Le réseau social refuse d’honorer les demandes de promotion de tweets de l’éditeur russe, évoquant un modèle commercial en conflit avec ses politiques. Et de se justifier en se référant à la ligne affichée par le DHS.

Eugène Kaspersky vient de publier une lettre ouverte à Jack Dorsey, co-fondateur et Pdg de Twitter, dans laquelle il dénonce l’exclusion dont l’éditeur qu’il dirige fait l’objet depuis le mois de janvier de toute promotion – payante – de tweets. Jointe à cette lettre, une capture d’écran renvoie à l’origine du différend. On peut y lire les explications du réseau social : « cette décision est basée sur notre évaluation selon laquelle Kaspersky Lab fonctionne suivant un modèle économique en conflit intrinsèque avec les pratiques acceptables des Twitter Ads ».

Début février, Kaspersky a adressé une lettre tout ce qu’il y d’officielle à Twitter, défendant ses pratiques promotionnelles sur le réseau social et assurant n’avoir « jamais reçu de notification ou de réclamations de Twitter ni de ses utilisateurs concernant [ses] publicités ». Mais sans recevoir plus d’explication.

Interrogé par quelques confrères, Twitter a de son côté indiqué avoir basé sa décision sur celle… du ministère américain de l’Intérieur, le DHS. Ce dernier décidé mi-septembre d’ordonner l’exclusion des produits Kaspersky des infrastructures des administrations publiques locales. Une disposition législative a depuis étendu l’interdiction, mais l’éditeur russe a engagé une procédure outre-Atlantique contre cette exclusion en décembre dernier.
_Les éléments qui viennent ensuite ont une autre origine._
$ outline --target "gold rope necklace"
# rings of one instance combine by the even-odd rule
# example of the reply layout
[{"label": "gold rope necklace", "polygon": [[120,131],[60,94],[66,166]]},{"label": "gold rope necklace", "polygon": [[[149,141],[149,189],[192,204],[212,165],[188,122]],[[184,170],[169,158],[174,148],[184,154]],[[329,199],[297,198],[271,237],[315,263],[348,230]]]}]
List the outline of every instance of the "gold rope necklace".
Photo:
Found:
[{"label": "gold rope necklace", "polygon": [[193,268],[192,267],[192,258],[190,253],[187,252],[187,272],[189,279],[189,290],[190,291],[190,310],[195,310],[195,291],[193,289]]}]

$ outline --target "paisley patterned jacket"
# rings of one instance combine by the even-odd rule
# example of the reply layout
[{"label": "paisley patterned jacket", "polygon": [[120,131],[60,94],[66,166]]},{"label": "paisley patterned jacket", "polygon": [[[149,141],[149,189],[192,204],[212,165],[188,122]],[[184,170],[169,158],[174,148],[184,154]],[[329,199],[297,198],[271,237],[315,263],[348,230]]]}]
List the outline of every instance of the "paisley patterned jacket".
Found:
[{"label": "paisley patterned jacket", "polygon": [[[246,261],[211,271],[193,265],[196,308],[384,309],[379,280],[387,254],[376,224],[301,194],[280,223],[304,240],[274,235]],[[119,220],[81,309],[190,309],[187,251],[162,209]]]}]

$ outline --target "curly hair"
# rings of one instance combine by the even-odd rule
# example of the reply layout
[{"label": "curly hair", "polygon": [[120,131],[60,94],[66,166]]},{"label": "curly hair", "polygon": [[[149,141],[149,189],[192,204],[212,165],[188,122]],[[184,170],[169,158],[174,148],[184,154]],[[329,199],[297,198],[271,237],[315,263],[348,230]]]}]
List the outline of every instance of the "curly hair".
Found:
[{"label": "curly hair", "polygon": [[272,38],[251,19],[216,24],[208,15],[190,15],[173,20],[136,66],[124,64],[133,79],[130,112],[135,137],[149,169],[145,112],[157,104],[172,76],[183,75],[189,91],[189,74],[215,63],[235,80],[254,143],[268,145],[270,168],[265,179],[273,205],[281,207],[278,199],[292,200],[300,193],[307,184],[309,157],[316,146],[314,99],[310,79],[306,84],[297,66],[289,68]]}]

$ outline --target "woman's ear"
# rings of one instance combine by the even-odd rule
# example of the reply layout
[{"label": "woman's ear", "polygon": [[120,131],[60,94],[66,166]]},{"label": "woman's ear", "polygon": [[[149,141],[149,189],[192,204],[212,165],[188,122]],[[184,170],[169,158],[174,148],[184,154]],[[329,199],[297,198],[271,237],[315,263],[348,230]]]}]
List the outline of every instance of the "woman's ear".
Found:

Las, la décision du DHS manque toujours de substance. Début octobre, Christopher Krebs, sous-secrétaire par intérim de la direction de la protection nationale du DHS, assurait, lors d’une audience parlementaire, que la décision avait été prise « à partir de l’ensemble des indices, dont pour l’essentiel des informations ouvertement disponibles ». Ce qui, on l’imagine, recouvre notamment des allégations dont au moins certaines peuvent sembler manquer de fondement.

Surtout, en novembre dernier, lors d’une autre audience parlementaire, Jeannette Manfra, représentante du ministère, avait concédé, non sans réticence, ne pas disposer « d’élément de preuve concluante » pour étayer les suspicions à l’encontre de Kaspersky.

Dans sa lettre ouverte, le patron de l’éditeur russe indique qu’il ne consacrera pas un cent en promotion sur Twitter cette année, quelle que soit la tournure que prendront les événements. Le budget initialement prévu ira à l’Electronic Frontier Foundation (EFF) : « ils font beaucoup pour lutter contre la censure en ligne », ajoute Eugène Kaspersky.